The river current carried Tania’s body away during the brief firefight, giving rise to rumors that she had escaped the ambush. Then, a week later, her positively identified, badly decomposed body was found down river.


Soldiers found a packet of her unmailed letters, including one to her mother in Germany. The final lines read: “I am a child that wants to hide in some corner that is cozy and where no one can find me. I want to crawl away and hide. But, where can I hide?”
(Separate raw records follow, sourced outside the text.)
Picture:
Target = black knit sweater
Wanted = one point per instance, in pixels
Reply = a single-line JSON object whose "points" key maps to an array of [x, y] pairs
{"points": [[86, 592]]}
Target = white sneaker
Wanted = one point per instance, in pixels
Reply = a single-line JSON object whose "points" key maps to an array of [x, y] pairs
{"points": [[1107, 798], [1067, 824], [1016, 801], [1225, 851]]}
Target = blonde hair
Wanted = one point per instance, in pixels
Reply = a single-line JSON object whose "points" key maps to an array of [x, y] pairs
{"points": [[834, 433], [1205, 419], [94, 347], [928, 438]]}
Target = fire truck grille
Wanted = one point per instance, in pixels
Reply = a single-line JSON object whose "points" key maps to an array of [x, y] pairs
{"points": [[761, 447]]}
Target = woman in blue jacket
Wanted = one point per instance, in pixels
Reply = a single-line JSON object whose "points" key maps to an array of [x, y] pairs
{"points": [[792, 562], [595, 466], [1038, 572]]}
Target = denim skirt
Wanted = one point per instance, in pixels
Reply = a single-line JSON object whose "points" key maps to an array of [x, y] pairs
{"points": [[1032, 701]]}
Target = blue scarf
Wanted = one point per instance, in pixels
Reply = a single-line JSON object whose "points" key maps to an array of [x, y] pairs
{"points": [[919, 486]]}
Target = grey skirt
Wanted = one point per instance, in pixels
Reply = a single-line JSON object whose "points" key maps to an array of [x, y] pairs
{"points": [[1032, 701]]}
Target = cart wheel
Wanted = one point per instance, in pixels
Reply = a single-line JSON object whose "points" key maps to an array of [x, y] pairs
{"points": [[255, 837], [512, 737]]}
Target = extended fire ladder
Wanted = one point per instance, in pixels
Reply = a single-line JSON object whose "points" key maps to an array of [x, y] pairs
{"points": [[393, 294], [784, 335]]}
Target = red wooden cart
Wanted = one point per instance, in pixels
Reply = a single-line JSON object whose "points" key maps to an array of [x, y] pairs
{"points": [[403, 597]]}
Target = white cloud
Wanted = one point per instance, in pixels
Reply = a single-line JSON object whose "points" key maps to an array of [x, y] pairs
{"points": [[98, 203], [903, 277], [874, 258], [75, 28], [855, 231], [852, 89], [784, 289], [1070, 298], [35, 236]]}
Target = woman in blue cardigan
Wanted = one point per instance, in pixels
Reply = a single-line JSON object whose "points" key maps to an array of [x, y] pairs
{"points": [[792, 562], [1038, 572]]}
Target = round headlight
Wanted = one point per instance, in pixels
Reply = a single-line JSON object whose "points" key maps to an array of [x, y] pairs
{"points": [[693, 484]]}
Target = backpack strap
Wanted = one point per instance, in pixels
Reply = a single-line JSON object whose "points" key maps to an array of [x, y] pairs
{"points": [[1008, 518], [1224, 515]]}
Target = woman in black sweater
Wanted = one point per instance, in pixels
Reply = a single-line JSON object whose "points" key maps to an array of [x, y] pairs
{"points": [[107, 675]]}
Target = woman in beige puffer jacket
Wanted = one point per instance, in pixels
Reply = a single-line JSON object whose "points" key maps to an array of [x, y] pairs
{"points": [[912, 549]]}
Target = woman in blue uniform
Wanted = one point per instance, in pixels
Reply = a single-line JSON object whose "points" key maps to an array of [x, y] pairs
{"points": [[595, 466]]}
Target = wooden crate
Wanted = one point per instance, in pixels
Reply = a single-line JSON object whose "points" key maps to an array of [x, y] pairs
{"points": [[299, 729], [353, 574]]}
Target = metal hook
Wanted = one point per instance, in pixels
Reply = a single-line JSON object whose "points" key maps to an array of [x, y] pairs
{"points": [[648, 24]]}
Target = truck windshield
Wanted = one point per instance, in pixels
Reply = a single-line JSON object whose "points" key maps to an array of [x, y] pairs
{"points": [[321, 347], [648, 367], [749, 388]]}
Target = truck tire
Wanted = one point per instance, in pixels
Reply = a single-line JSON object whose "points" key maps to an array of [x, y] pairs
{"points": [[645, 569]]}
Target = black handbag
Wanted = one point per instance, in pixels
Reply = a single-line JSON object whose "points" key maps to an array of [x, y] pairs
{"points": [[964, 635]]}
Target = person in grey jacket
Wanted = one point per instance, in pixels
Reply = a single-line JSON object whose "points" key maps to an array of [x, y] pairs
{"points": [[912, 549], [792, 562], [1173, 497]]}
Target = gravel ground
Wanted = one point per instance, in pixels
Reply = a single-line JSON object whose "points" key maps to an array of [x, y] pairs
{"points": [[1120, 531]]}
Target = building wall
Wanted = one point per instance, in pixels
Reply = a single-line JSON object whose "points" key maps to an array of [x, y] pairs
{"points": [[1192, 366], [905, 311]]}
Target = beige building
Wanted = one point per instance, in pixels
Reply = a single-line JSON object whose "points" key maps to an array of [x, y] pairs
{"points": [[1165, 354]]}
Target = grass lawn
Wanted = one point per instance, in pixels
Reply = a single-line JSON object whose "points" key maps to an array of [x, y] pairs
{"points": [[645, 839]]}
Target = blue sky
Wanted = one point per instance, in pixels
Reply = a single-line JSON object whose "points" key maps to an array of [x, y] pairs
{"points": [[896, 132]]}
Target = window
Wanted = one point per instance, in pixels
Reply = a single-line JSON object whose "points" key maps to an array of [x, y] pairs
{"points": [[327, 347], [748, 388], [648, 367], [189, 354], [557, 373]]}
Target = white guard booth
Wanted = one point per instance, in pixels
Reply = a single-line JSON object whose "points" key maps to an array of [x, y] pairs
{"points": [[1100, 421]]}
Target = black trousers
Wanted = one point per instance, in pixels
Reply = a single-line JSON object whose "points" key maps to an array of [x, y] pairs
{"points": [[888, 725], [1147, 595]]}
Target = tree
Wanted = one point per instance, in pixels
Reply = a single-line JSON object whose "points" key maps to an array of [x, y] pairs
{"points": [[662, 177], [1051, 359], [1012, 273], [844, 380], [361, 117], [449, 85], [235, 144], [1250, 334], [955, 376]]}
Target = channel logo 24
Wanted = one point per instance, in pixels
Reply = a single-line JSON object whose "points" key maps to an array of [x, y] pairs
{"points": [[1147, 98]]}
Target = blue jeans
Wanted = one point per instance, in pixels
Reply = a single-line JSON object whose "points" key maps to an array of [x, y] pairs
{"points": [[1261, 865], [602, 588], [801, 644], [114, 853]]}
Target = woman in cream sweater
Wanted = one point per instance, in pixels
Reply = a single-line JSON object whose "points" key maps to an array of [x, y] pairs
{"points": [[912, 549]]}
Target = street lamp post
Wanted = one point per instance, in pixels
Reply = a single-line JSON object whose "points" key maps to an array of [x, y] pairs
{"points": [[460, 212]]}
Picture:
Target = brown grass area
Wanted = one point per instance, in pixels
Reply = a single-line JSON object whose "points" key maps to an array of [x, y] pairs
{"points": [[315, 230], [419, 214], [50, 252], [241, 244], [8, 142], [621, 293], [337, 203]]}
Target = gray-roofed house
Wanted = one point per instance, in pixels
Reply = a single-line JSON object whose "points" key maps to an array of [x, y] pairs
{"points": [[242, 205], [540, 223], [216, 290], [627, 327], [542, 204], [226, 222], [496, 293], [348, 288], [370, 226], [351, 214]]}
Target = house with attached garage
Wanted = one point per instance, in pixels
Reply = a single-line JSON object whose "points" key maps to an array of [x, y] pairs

Those were the last words of this revolutionary and competent KGB agent. The man she loved and/or betrayed would die five weeks later in another military ambush by Bolivian Rangers, trained personally by U.S. Army Special Forces legend, Major Ralph “Pappy” Shelton.


“Che died a victim of his own miscalculations as well as the machinations of the Kremlin and its extraordinary agent, Tamara Bunke/Tania,” James notes.



By October there were only 17 men left with Che, and the Bolivian Army’s 2nd Ranger Battalion encirclement was drawing tighter. His determined rebels tried to break out on 8 October, 1967. Philip Agee reports on the death of Guevara, “There was nothing glamorous or dramatic about the end. Che was wounded in the leg and captured along with four men who chose to stay with their leader. Several of the others actually escaped.


“They took Che to a nearby village, La Higueras, where a Bolivian officer and CIA agents Felix Ramos and Gustavo Villodo interrogated him. A bit later, the order to kill him came down from La Paz, probably by way of the CIA headquarters in Langley. Around noon on the 9th, a Bolivian sergeant, Mario Teran, shot Guevara several times, killing him.”


Felix Ramos was the cover name of CIA legend Felix Rodriquez, who was posing as a Bolivian Army officer, a role that fooled the journalists present. It was Rodriquez who handled communication between the site and Langley, and who later briefed President Johnson and other officials about the death of Guevara. Rodriguez gave the orders to shoot Guevara and told the Bolivians not to shoot him in the face so the wounds would appear to be combat related if necessary.


Rodriguez personally told Guevara his fate. Then, after his death, his hands were severed as evidence of his identity and death. Rodriguez also removed Guevara’s Rolex watch, which he still has to this day.


The body was flown to Vallegrande under the direction of Gustavo Villoldo. The body was identified and photographed by medical, military and CIA men, plus by two British journalists, Richard Gott and Christopher Roper. Despite press reports to the contrary, Guevara’s body was secretly buried in a desolate area near Vallegrande under Villolodo’s supervision. That burial site was not discovered until 1997. His remains were returned to Cuba and he was reburied officially with Fidel Castro leading the ceremony.


Tania’s body was buried in a vault of honor amid great pomp and publicity with Fidel Castro doing the honors. While the KGB did not bring home its dead agents, even a female one who became a legend, they sometimes bent the rules when it suited their mission.